Assolto con questo taglio interpretativo il senso “rivoluzionario” delle Nozze – elemento che peraltro la regia moderna non a torto sempre più spesso lascia in secondo piano, se non lo cancella del tutto – il regista Mehmert si dedica con risultati senz’altro positivi a mettere in luce come l’universalità delle Nozze di Figaro, classico dell’era moderna se altri mai, consista nella profondità dei suoi percorsi psicologici, che hanno per tutta l’opera un corrispondente in percorsi anche reali. Dentro e fuori dagli armadi, sopra e sotto le poltrone, dietro a porte chiuse a chiave che tali non sono, giù dalle finestre e di corsa per i prati, questo capolavoro immenso dipinge una commedia umana sul tema d’amore nel quale la disillusione tiene il passo della speranza e l’inganno soltanto alla fine troverà il balsamo (almeno apparente) del perdono.
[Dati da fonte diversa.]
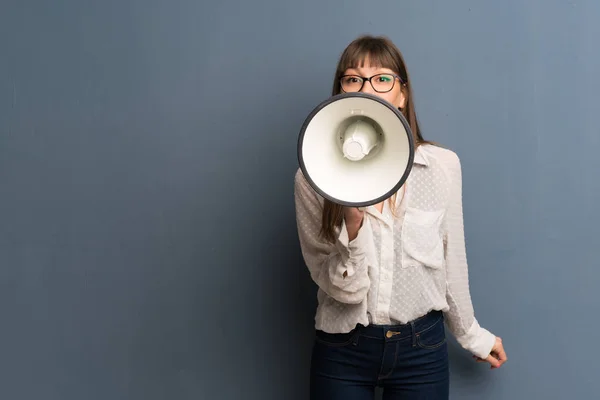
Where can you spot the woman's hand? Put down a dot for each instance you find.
(353, 217)
(497, 356)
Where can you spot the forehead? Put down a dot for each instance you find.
(369, 61)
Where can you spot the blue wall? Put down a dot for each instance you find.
(147, 151)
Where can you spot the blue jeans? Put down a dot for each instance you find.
(408, 361)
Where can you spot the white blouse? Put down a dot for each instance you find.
(398, 267)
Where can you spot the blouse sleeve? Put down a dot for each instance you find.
(340, 269)
(460, 317)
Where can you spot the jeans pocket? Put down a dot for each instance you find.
(336, 339)
(433, 336)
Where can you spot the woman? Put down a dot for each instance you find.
(390, 276)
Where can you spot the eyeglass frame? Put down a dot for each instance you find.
(368, 79)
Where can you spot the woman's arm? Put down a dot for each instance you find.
(340, 269)
(460, 317)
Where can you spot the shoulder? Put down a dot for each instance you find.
(441, 155)
(445, 160)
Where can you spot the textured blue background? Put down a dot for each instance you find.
(147, 151)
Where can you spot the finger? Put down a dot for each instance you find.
(493, 361)
(501, 355)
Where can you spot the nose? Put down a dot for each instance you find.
(367, 87)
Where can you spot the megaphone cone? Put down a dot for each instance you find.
(355, 149)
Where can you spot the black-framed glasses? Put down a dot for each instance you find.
(381, 83)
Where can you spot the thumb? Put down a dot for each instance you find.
(493, 361)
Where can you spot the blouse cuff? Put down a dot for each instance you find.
(477, 340)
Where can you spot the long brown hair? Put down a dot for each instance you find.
(382, 53)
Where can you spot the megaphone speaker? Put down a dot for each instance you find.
(356, 149)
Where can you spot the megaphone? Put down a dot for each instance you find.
(355, 149)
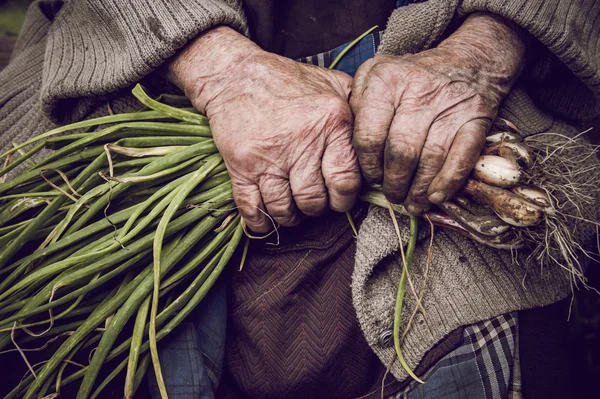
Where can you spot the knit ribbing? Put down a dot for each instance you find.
(96, 48)
(467, 283)
(566, 34)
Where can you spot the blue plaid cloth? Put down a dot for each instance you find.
(484, 366)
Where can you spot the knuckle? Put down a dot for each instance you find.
(401, 154)
(367, 143)
(436, 149)
(312, 206)
(346, 186)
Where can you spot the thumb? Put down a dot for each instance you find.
(341, 82)
(249, 201)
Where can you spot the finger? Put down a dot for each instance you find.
(308, 188)
(403, 151)
(432, 158)
(464, 152)
(249, 202)
(373, 116)
(341, 173)
(277, 197)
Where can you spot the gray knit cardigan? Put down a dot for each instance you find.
(73, 55)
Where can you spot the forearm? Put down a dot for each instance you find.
(207, 60)
(490, 48)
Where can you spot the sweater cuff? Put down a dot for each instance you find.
(95, 48)
(564, 76)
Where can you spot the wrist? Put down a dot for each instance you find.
(493, 47)
(205, 65)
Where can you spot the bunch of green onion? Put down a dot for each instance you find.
(109, 243)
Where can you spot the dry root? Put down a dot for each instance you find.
(568, 170)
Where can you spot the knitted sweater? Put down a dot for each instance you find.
(73, 55)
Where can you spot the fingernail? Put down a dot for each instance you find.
(414, 209)
(437, 197)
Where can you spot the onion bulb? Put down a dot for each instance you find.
(497, 171)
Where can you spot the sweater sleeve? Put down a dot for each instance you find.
(95, 48)
(564, 73)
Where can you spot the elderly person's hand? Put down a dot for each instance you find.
(284, 128)
(421, 120)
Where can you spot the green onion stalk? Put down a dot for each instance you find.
(110, 242)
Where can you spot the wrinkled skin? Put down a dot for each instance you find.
(284, 129)
(421, 120)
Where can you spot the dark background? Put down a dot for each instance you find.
(582, 332)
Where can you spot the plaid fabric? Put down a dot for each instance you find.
(484, 366)
(362, 51)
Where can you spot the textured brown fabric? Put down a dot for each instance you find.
(293, 331)
(298, 28)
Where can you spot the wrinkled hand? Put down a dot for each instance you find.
(284, 129)
(421, 120)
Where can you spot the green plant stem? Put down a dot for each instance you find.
(400, 296)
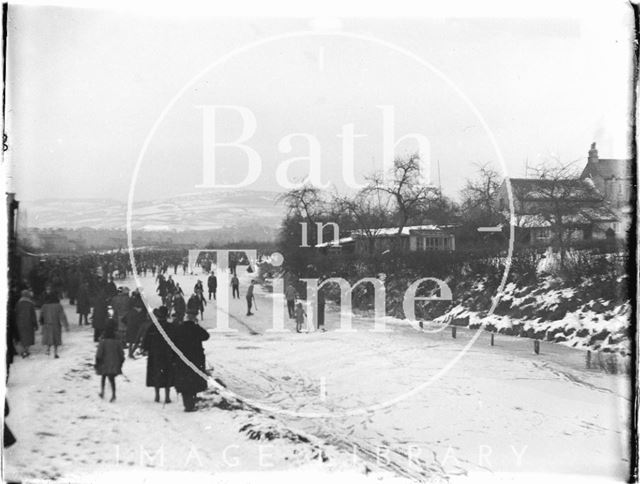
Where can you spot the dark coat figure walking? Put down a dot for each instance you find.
(188, 338)
(179, 307)
(212, 284)
(100, 315)
(321, 309)
(160, 368)
(135, 321)
(83, 304)
(52, 318)
(26, 321)
(109, 359)
(235, 287)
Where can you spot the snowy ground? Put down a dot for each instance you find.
(499, 411)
Perché è vero quello che ha annotato molto tempo fa Massimo Mila: non c’è personaggio qui che non sia impegnato nella sua personalissima ricerca della felicità. Questo spettacolo lo racconta con una freschezza che coinvolge, lasciando quasi sempre tutti i personaggi a vista, anche quando non sono di scena, in un moto perpetuo gestuale e di entrate-uscite che fra l’altro dipana con grande precisione e rende evidente il complesso meccanismo teatrale dell’opera.
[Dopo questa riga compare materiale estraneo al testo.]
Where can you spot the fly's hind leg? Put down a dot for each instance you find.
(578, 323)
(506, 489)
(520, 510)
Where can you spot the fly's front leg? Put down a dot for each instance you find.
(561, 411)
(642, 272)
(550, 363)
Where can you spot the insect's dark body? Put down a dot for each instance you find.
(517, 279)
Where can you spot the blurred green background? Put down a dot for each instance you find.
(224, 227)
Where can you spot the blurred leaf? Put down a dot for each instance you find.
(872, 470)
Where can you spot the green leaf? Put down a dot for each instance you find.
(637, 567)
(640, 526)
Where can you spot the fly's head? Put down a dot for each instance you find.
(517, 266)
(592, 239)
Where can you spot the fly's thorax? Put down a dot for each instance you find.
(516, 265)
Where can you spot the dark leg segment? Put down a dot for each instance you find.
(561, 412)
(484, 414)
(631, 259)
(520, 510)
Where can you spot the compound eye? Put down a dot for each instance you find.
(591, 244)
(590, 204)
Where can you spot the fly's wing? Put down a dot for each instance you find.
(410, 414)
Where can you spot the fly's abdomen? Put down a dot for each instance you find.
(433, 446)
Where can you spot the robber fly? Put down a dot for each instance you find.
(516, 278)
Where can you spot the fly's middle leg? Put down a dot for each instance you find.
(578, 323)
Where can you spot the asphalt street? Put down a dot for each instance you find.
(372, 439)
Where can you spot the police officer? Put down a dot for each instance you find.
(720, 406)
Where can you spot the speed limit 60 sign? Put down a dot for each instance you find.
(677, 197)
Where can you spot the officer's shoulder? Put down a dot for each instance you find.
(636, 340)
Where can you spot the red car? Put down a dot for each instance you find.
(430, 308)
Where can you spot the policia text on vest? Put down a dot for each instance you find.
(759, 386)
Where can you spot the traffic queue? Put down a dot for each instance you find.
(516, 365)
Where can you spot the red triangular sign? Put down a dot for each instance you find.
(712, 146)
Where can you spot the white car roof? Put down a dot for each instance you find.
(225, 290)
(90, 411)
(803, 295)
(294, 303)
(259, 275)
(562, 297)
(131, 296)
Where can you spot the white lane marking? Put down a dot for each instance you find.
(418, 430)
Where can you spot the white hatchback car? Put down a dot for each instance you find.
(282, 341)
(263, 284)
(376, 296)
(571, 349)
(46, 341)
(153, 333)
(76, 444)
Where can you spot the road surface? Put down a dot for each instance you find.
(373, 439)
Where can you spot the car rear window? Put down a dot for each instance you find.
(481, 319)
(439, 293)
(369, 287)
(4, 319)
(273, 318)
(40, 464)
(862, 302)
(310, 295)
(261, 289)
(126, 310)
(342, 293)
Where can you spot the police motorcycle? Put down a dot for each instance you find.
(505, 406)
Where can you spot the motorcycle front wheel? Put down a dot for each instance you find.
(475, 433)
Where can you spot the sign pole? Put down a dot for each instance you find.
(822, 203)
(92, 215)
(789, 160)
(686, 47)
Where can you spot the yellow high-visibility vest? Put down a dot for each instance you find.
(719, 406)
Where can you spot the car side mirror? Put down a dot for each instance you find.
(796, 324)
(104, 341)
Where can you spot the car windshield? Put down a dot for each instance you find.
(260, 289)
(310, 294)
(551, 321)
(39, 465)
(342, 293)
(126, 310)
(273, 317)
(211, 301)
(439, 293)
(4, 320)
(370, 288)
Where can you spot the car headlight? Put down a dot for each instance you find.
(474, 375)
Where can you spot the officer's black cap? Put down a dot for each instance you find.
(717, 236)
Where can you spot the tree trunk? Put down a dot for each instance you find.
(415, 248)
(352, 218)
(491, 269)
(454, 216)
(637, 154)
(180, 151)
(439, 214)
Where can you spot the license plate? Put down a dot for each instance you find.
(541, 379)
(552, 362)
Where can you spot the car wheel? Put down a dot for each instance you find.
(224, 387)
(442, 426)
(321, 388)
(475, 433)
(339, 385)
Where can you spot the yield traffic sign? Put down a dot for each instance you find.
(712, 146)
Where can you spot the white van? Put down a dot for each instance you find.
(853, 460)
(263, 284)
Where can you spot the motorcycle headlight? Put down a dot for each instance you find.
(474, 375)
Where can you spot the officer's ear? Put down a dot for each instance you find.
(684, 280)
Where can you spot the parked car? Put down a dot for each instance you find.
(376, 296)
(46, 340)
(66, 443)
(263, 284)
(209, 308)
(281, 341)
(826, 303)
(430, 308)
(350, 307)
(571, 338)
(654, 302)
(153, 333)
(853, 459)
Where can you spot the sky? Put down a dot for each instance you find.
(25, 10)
Non altrettanta efficacia viene dimostrata dal giovane direttore Enrico Calesso, veneto di Treviso molto attivo in Germania (è direttore principale a Würzburg) che non ha né l’eleganza né la brillantezza necessarie a rendere giustizia alla miracolosa partitura mozartiana. Le dinamiche sono squadrate, nonostante l’orchestra Haydn suoni bene come sempre e il fraseggio risulta spesso generico, lontano dall’ironia e dalla trasparenza – come pure dalla grazia malinconica – che sono la cifra estetica di fondo delle Nozze.

Complessivamente più che positiva, invece, la prova della compagnia di canto, nella quale spicca per musicalità ed efficacia la Susanna di Olena Tokar, che ha scena, stile, voce tagliati su misura per questo personaggio troppo spesso tenuto quasi in secondo piano, quando invece è il più autentico protagonista dell’opera. E dunque, soprattutto, energia e freschezza, ma anche ironia e malizia, in un ritratto di grande effetto musicale e drammaturgico. Al suo fianco, Sejong Chang possiede a sua volta il fisico del ruolo di Figaro e fa intendere buone qualità vocali, che la complessità richiesta dalla parte a volte lascia un po’ sotto traccia, specie nel declamato, anche per le caratteristiche di una voce forse leggermente troppo chiara. Notevole la prova di Mathias Hausmann, un Almaviva di adeguata prestanza vocale e di apprezzabile sottigliezza stilistica. Doti che lascia intuire pure il soprano Gal James, che disegna una contessa patetica al punto giusto, ma vocalmente discontinua per un’emissione a volte quasi esangue, che nuoce alla qualità del timbro. Completa il quintetto dei personaggi principali Wallis Giunta, un Cherubino fremente e ingenuo, scenicamente assai vivace, vocalmente caratterizzato da una linea di canto morbida ed espressiva, sottolineata da una bella tinta vocale color dell’ambra. Assai bene assortito il folto gruppo dei comprimari, da Randal Jakobsh, un Don Bartolo di rilevante peso sul grave, a Patrick Vogel, un Don Curzio di ilare seriosità; da Marco Camastra, esuberante nel ruolo del giardiniere Antonio, a Karin Lovelius, Marcellina bisbetica e sarcastica; da Magdalena Hinterdobler, che dà la giusta dose di ingenua malizia a Barbarina, a Dan Karlström, un Basilio grottesco ma non caricaturale. In linea la misura attenta del coro Haydn, istruito da Luigi Azzolini.